Wyoming ranks as one of the most forward-thinking states in developing and improving legislation on a blockchain. Once again, the state aims to make history in this regard as the Senate committee approved a bill recognizing decentralized autonomous organizations, or popularly known as DAOs, as companies.

The law is currently in Wyoming’s House of Representatives and, if passed without amendments, will become the first state to recognize decentralized governance systems.

DAOs employ decentralized governance using smart contracts. These platforms function without a hierarchy, whereby everyone on the platform has equal control over the decisions and voting processes. According to OpenLaw’s Aaron Wright, who was involved in drafting the bill, the law, if implemented, will boost the overall participation of DAOs in the state. He tweeted,

“Well-intentioned DAO creators will have tremendous freedom to structure their affairs using any mix of statutory filings, legal agreements, or smart contracts to organize.”

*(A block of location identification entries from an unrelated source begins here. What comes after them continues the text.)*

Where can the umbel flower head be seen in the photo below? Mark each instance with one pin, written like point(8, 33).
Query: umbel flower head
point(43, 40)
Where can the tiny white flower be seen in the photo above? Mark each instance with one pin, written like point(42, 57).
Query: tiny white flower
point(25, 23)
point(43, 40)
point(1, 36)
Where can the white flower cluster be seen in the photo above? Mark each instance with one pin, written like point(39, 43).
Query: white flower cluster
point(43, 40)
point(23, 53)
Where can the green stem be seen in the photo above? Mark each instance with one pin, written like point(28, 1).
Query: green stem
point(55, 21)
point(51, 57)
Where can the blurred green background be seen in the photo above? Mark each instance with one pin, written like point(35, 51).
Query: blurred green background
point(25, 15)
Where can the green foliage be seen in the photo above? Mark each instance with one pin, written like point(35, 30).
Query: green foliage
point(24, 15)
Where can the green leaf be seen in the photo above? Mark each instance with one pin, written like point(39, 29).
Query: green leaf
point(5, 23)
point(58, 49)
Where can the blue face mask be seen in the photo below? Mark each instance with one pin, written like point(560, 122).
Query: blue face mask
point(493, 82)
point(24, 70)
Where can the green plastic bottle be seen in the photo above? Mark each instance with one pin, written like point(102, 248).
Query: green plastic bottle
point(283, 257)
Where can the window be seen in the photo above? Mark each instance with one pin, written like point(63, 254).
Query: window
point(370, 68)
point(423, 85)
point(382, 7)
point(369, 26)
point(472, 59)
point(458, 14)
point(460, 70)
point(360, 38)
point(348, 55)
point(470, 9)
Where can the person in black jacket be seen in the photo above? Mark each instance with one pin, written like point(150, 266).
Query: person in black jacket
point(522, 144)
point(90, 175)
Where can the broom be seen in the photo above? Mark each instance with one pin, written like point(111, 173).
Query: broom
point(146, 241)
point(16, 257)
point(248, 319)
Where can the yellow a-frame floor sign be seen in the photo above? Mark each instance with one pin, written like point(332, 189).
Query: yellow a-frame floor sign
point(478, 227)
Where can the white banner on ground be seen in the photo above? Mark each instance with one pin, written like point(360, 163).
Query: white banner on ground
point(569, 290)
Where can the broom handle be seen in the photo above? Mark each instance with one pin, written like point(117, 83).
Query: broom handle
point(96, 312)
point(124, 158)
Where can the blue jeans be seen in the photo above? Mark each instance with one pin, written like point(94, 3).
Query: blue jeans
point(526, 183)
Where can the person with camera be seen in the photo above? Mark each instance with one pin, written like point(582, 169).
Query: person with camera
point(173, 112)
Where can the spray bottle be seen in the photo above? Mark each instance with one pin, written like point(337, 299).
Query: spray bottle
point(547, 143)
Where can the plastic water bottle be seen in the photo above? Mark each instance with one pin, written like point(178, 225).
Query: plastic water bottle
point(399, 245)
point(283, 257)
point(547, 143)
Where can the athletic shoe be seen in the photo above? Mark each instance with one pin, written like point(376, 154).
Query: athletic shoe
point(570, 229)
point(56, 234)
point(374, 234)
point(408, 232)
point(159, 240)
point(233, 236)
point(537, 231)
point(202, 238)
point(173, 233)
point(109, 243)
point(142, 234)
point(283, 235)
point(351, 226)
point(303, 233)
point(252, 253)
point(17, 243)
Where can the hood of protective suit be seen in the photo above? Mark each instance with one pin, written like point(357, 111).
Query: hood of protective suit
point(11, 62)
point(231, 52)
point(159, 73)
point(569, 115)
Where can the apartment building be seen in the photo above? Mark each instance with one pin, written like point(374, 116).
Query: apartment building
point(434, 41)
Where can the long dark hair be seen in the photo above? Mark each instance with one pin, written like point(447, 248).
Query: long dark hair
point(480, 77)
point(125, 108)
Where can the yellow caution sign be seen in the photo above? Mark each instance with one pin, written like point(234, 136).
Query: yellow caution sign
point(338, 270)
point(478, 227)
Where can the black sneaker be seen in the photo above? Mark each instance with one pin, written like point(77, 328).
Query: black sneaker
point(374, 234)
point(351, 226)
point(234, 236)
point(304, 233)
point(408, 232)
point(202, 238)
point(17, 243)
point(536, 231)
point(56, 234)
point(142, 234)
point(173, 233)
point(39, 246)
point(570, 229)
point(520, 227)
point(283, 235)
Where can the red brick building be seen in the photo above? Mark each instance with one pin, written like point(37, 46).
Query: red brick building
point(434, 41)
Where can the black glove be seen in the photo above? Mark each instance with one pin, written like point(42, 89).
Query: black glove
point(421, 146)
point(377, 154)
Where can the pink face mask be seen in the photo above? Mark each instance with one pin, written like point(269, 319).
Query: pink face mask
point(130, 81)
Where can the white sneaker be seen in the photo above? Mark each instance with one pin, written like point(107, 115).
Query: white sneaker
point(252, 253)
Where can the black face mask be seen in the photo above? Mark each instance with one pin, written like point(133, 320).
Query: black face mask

“This flexibility will give folks the ability to play with governance and DAO structuring productively.”

This will also add legitimacy to these DAOs and cryptocurrency projects, allowing them to operate as Limited Liability Companies (LLCs). However, the bill still has some straightening on pertinent issues around cryptocurrencies and blockchains, Wright said.

Issues surrounding the DAO's interests, their tokens, and whether their tokens classify as securities need to be solved before they can be passed to law.

Preston Bryne, partner at Anderson Kill Law and a member at Adam Smith Institute, however, called for the bill to be scrapped as it could encourage scam companies' formation. In a short thread on Twitter, Bryne wrote,

“Wyoming; scrap this bill. “DAO” is language long used by token hawkers to justify selling shitcoins and half-baked code. They don’t incorporate an LLC because they don’t want to KYC their members and be responsible for what the DAOs do. Don’t enable this behavior.”

He further explains that DAOs do not need to be licensed companies due to management issues that arise from voters being anonymous.

“Companies are supposed to be made up of and managed by people. They exist to protect people working in concert.”

“DAOs, at least to date, protect their members by obfuscation and anonymity. The state doesn’t need to step in here to grant them a corporate veil.”